Racism also lived on – on November 30, 1960, the Fairfax County School Board voted to prohibit desegregated interscholastic athletics. This policy was reversed after a 2,000 student petition and PTA lobbying.
After more court battles, primarily funded by the NAACP, the Fourth Circuit Court of Appeals ordered Fairfax County to stop its foot-dragging and complete integration was in place by the 1965-66 school year. The original Fairfax County plan’s time frame was cut in half – still 11 years after Brown v.

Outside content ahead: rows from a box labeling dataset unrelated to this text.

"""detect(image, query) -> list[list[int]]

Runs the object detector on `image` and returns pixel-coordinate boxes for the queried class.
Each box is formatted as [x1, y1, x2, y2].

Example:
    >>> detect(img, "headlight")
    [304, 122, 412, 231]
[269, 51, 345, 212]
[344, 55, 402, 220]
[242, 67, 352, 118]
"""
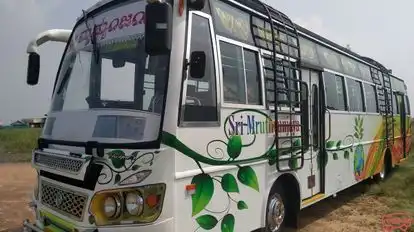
[89, 183, 166, 226]
[125, 192, 144, 216]
[104, 196, 121, 218]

Board of Education and seven years after Arlington County implemented desegregation voluntarily.
There were still other issues – the School Board was “worried” about black teachers having to teach white students and the federal government even awarded Fairfax County a $53,000 grant to train teachers for this.
My grandparents fought in the heat of these battles. Having moved to Dunn Loring in 1935 and felt the sting of bigotry by a majority inflicted on a minority ending government endorsed discrimination was important to them. These issues also were a big part of the transformation of the Virginia Democratic Party into its modern composition today.
Ten years after complete integration in Fairfax County, I started attending kindergarden at Hollin Hall Elementary School in 1975. There were African Americans in my classes all the way through high school. The blank slate of childhood is a marvelous thing. As a child, it had never occurred to me that it had ever been another way. While we accomplished an incredible achievement electing Barack Obama President this year, it is always important to remember where we have come from – even here in Fairfax County.